Community and gender

The strike could not have lasted very long had it not been for the cohesion and solidarity of the mining communities. And central to this was the resilience and activism of the miners’ wives and partners. By the summer of 1984 Women Against the Pit Closure (WAPC) groups had sprung up in every coalfield. Apart from collecting for and running miners’ welfare meals kitchens, it was those women who found a voice, traveling up and down the country, speaking at packed public meetings, trade union branches and student unions.

Women also increasingly formed the backbone of many picket lines, stepping in for many miners on bail or in some cases, remanded in custody. Among many impressive displays of solidarity from across the trade union movement, there was of course the rightly celebrated occasion of a lesbian and gay London collective taking food and other supplies to a Welsh mining community. The film Pride is a moving and inspiring record of the solidarity and the breaking-down of taboo and class stereotypes that resulted.

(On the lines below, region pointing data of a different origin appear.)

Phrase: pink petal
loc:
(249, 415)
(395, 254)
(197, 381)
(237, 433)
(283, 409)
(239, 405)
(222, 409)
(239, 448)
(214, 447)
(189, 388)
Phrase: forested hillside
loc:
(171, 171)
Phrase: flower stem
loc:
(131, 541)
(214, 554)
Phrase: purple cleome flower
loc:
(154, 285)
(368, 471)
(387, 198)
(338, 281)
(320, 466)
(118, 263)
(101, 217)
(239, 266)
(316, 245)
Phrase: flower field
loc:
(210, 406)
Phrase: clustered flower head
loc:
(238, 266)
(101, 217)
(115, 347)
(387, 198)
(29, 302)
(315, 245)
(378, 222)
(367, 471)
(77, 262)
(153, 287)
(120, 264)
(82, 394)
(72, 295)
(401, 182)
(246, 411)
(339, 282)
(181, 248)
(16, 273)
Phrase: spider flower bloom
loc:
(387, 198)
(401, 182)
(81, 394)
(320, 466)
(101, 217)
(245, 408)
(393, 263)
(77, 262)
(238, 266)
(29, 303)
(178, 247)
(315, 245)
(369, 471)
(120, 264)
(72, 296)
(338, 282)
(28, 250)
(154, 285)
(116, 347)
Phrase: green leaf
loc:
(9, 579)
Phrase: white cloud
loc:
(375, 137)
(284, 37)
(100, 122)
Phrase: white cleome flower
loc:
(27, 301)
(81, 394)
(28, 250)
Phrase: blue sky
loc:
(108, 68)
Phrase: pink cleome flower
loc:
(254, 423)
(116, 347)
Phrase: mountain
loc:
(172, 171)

And it was with heads held high that the WAPC groups in many cases led the miners’ marches back to the pits on 5 March 1985, a year on from when the Greatest Strike in British history had begun. The Tories were victorious, but we remember with pride and with sorrow a fight that could – and should – have been won.

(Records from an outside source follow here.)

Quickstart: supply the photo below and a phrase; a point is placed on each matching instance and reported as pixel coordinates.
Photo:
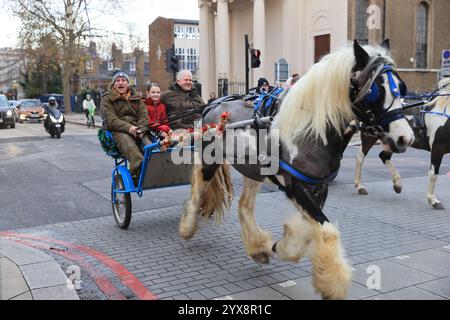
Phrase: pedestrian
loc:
(88, 104)
(212, 97)
(157, 114)
(291, 81)
(182, 99)
(127, 119)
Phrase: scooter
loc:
(55, 123)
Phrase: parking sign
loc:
(446, 63)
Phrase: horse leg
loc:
(331, 272)
(366, 144)
(436, 159)
(386, 156)
(257, 241)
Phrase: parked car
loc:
(6, 113)
(30, 109)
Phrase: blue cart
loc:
(157, 171)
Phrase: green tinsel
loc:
(108, 144)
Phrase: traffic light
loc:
(171, 61)
(256, 58)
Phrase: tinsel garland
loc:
(196, 133)
(108, 144)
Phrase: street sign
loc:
(446, 63)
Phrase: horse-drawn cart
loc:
(164, 173)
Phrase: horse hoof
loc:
(274, 247)
(362, 192)
(262, 258)
(438, 206)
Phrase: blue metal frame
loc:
(121, 167)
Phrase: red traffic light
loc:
(256, 55)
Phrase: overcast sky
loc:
(138, 13)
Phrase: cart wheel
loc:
(122, 205)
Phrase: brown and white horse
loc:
(311, 125)
(432, 133)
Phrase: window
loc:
(422, 36)
(282, 70)
(361, 30)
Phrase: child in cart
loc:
(157, 115)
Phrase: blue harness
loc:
(265, 100)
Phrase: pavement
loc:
(398, 246)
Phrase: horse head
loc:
(375, 93)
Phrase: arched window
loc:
(361, 30)
(422, 36)
(282, 70)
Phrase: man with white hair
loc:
(183, 98)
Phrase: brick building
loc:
(184, 36)
(418, 31)
(98, 70)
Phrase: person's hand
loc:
(135, 132)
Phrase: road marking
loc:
(125, 276)
(225, 298)
(288, 284)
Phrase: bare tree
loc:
(69, 23)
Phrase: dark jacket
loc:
(121, 113)
(178, 101)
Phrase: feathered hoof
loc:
(274, 247)
(398, 189)
(362, 192)
(261, 258)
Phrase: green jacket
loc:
(178, 101)
(121, 114)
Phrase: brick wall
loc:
(161, 38)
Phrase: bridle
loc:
(376, 123)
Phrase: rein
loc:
(379, 122)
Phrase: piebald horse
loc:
(432, 133)
(351, 82)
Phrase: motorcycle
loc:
(54, 123)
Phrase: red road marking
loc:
(124, 275)
(102, 282)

[1] The Politics of Thatcherism, Stuart Hall, Martin Jacques et al. (London: Lawrence and Wishart, 1983).

[2] A point over which the late Neil Davidson and I spent many hours and rail station coffees arguing. Evidence of Neil’s superior interpretation of events can be found in his What was Neoliberalism? (Chicago, IL: Haymarket Books, 2023).

[3] A policy paper drawn together by Nicholas Ridley in 1977 which made a series of suggestions – some of them ‘dark ops’ – required for a government to provoke, withstand and win national strikes and other disorders without recourse to emergency legislation.

[4] See Nicholas Jones, former chief industrial correspondent for the BBC during the miners’ strike, If Only…..Some soul searching over the 1984-85 miners’ strike. 2014 speech, Newcastle University – recording available here. Also his book Strikes and the Media (Oxford: Wiley-Blackwell, 1986).